Saturday, April 9, 2011

Pregnancy Highlights

We had to wait 3 months from the time of my miscarriage before we could start trying to get pregnant again. This was not only so that we could grieve, and not only so that my body could heal from the miscarriage, but because I had to have a rubella immunization. Rubella immunizations can cause birth defects which is why you can not have them when you are pregnant and they recommend waiting at least 3 months to help ensure that your next baby won't have birth defects. 

Had my first pregnancy been successful, I would have gotten the rubella shot after I delivered. Instead, I got it after my miscarriage. 

We started trying Christmas morning in 2009.

On January 24, 2010, I took a pregnancy test. It was positive. Three days later, Ben confessed to me that he had a feeling we were having a boy.

Because of my miscarriage, I had extremely bad anxiety over this pregnancy. My moods went up and down constantly. I went from being extremely excited one moment to crying and freaking out that this baby would die too, the next moment.

Over the next month, I had 3 instances of nausea. None of them resulted in vomiting. Thank God for that.

Two days before my first appointment, I had a breakdown. We were watching Criminal Minds, and it was the episode where JJ brings her baby boy into the BAU. If it would not have been for Ben, I would have been lost. 

On February 23rd, I determined that leftovers were no good. Over the next few months, I would keep trying, but I found leftovers were disgusting. I also determined that chicken breast, pork chops, steak...well, basically any meat that wasn't ground had to be eaten slowly in small bites or the texture made me gag.

February 24th, 2010 - Tears. Tears. More tears. What a wonderful birthday present for Ben. There was our little one on the ultrasound with a little flutter which marked his heart.
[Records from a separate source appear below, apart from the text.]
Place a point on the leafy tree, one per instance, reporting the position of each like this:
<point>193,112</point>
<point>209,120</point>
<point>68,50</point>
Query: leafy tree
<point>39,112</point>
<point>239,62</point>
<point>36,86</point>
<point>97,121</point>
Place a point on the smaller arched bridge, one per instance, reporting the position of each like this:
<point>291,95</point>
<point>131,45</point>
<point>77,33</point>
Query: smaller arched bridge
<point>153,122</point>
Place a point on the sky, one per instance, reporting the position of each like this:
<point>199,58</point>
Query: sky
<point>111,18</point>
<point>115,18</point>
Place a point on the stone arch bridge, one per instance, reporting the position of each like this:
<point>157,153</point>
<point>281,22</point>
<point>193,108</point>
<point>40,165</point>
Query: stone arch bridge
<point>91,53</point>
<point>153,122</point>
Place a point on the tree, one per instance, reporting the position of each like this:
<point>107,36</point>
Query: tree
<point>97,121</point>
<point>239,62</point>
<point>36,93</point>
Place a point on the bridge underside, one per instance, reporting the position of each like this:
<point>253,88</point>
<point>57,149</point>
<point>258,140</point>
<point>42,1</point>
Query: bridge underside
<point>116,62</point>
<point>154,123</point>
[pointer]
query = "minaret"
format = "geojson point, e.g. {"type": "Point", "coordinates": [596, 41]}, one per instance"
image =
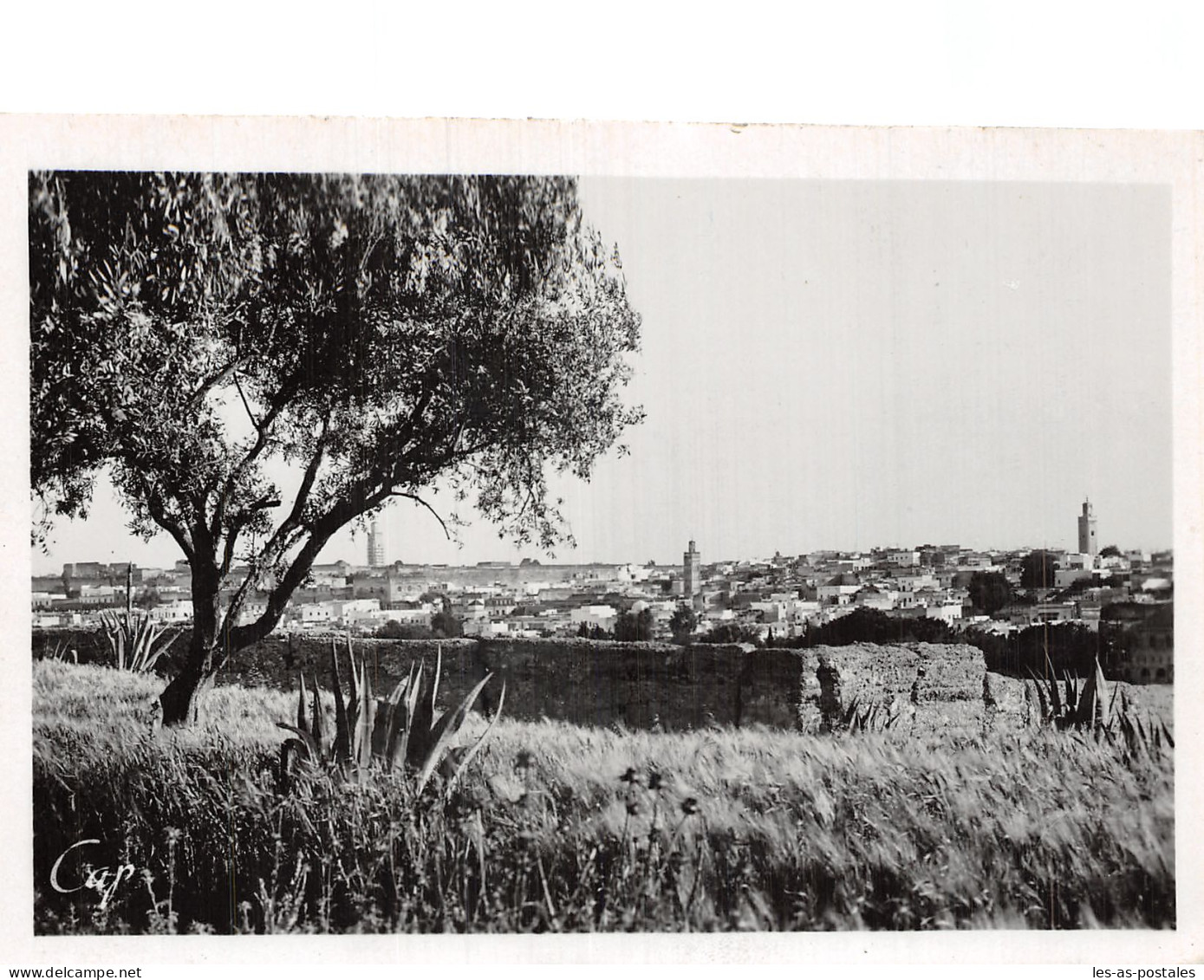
{"type": "Point", "coordinates": [691, 572]}
{"type": "Point", "coordinates": [1087, 542]}
{"type": "Point", "coordinates": [376, 546]}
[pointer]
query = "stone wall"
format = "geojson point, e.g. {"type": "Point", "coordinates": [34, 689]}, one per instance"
{"type": "Point", "coordinates": [578, 680]}
{"type": "Point", "coordinates": [938, 685]}
{"type": "Point", "coordinates": [647, 685]}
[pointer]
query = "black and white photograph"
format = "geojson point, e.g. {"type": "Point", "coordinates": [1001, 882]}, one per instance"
{"type": "Point", "coordinates": [776, 532]}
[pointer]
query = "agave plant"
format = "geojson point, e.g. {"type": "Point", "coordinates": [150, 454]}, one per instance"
{"type": "Point", "coordinates": [133, 640]}
{"type": "Point", "coordinates": [1087, 708]}
{"type": "Point", "coordinates": [396, 733]}
{"type": "Point", "coordinates": [873, 717]}
{"type": "Point", "coordinates": [1068, 704]}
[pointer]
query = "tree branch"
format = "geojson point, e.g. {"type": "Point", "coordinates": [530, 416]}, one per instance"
{"type": "Point", "coordinates": [424, 503]}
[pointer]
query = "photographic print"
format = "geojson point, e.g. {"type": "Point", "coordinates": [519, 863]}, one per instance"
{"type": "Point", "coordinates": [724, 542]}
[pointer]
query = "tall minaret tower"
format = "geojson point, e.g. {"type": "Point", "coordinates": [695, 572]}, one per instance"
{"type": "Point", "coordinates": [376, 546]}
{"type": "Point", "coordinates": [693, 572]}
{"type": "Point", "coordinates": [1087, 542]}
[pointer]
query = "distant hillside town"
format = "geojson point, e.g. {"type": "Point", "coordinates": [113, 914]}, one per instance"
{"type": "Point", "coordinates": [777, 599]}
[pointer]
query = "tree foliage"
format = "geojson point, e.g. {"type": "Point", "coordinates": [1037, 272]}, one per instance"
{"type": "Point", "coordinates": [195, 334]}
{"type": "Point", "coordinates": [1037, 569]}
{"type": "Point", "coordinates": [990, 591]}
{"type": "Point", "coordinates": [683, 623]}
{"type": "Point", "coordinates": [632, 626]}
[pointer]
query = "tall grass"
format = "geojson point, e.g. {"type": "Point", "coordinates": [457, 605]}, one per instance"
{"type": "Point", "coordinates": [560, 827]}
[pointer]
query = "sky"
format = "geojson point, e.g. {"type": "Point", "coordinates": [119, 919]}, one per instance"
{"type": "Point", "coordinates": [845, 365]}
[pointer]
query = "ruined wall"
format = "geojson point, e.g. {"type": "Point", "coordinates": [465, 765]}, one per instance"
{"type": "Point", "coordinates": [937, 685]}
{"type": "Point", "coordinates": [644, 685]}
{"type": "Point", "coordinates": [578, 680]}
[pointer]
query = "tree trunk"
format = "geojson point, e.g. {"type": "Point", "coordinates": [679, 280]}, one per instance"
{"type": "Point", "coordinates": [179, 698]}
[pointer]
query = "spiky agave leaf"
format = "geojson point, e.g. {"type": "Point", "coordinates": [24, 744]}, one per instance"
{"type": "Point", "coordinates": [1055, 695]}
{"type": "Point", "coordinates": [445, 732]}
{"type": "Point", "coordinates": [476, 745]}
{"type": "Point", "coordinates": [849, 714]}
{"type": "Point", "coordinates": [399, 754]}
{"type": "Point", "coordinates": [1092, 708]}
{"type": "Point", "coordinates": [365, 721]}
{"type": "Point", "coordinates": [301, 719]}
{"type": "Point", "coordinates": [342, 726]}
{"type": "Point", "coordinates": [318, 721]}
{"type": "Point", "coordinates": [423, 717]}
{"type": "Point", "coordinates": [384, 736]}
The following Saturday (February 27th), we told our families. First, we went over to my parents' house and gave them the news, showing them the ultrasound picture. They were super excited. That afternoon, Ben's family came over to celebrate his birthday. We took the framed ultrasound picture and placed it on the baker's rack to see if anyone would notice. Ben had admitted that he had told Kris about the pregnancy weeks before, so she offered to "find" the picture. I tried several times to get Jody to notice the picture. I asked her to get the house phone for me. I asked her to put it back. Finally, I had to say "Jody, can you look at my new picture and tell me what you think?". That finally did the trick. 

Ben's mom was all "I KNEW something was up!" :)

I still had sad moments, especially early on, even though we'd seen the heartbeat. To this day, I wholeheartedly believe that Caleb's older brother or sister is looking down on him and watching over him. He has the best guardian angel a little boy could ever ask for.